ALTOONA MIRROR - Ten days ago, Christine Koehle Manning's husband died in a hunting accident. Today, the 35-year-old is too busy worrying about losing her home to grieve. Dustin Manning, 30, died Nov. 30 when he fell out of his tree stand after shooting an eight-point buck near his relatives' property in Rural Valley, Armstrong County. The couple had been dealing with financial hardship for the past several years, starting with struggles to make their house payments after the interest rate spiked on their adjustable-rate mortgage. Now the mortgage company, Wells Fargo, wants $50,000 in back payments and fees by Jan. 14 - or Manning and her 2-year-old son, Kaiden, will be forced out of their home. "We understood that there was a possibility that we were going to have to move," Manning said, her eyes filling with tears. "And I could have handled that, because it was going to be the three of us. I can't do it by myself. I can't make [Kaiden] move - I can't take him out of the only home he's ever known." Several family members and friends have offered their homes to Manning, an Altoona native and 1992 graduate of Bishop Guilfoyle Catholic High School, but she'd prefer to stay in her house. "So many people have said, 'Come live with me,'" she said.
"But I don't want to leave my house. Those people's homes are not my house. I can do this on my own; I just need somebody to give me that second chance." That chance, she said, would be in the form of a $50,000 loan with payments she could afford. On Monday morning, Manning sent an e-mail to several local banks asking for help but hadn't received any response as of Tuesday afternoon. Manning's parents, Sue and Tony Koehle of Altoona, and her five siblings are "willing to do anything" to help her, Sue Koehle said. "She's a good person, and I know she'll pay it back," Sue Koehle said. "She doesn't want a handout - she just wants help." The family was also facing financial hardship from a Nov. 10 car accident that totaled Manning's car and left them with a bill for $833 that insurance didn't cover. Manning broke her elbow and sprained her wrist and shoulder in the accident and was unable to work as a server at Mount Nittany Inn in Centre Hall.

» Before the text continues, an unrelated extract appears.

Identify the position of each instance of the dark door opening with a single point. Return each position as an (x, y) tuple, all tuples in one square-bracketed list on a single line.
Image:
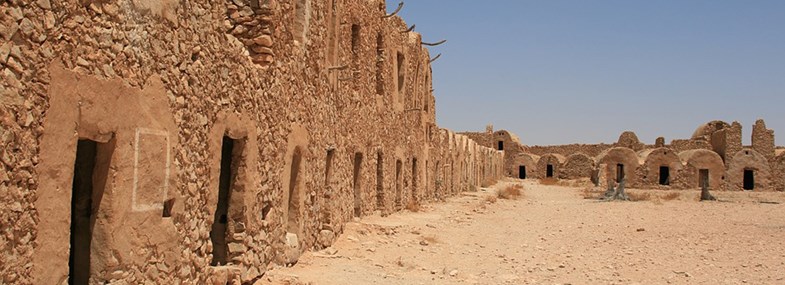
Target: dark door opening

It didn't help that this was a slow time of year for Dustin's independent drywall business, which he'd owned for seven years. Still, the family was full of hope as they celebrated her graduation from nursing school Nov. 24. "It was a day we'd been looking forward to for two years. I was really happy he got to see that," Manning said. "I wished for the end of school - had I known what it was going to bring, my wishes would have been different." Because Dustin was an independent contractor, the family couldn't afford life insurance. Dustin's family and Manning's sister each paid for half of his funeral and cremation costs. Flower arrangements from the funeral home fill Manning's kitchen, and a framed photo of the buck Dustin shot just before his death sits on the counter. She plans to have the deer's head mounted on a plaque, along with a photo of her late husband. "At least I know he was happy in his last minutes," she said. "He once explained to me the feeling you get when you kill a deer, and he said it was second only to having [Kaiden]."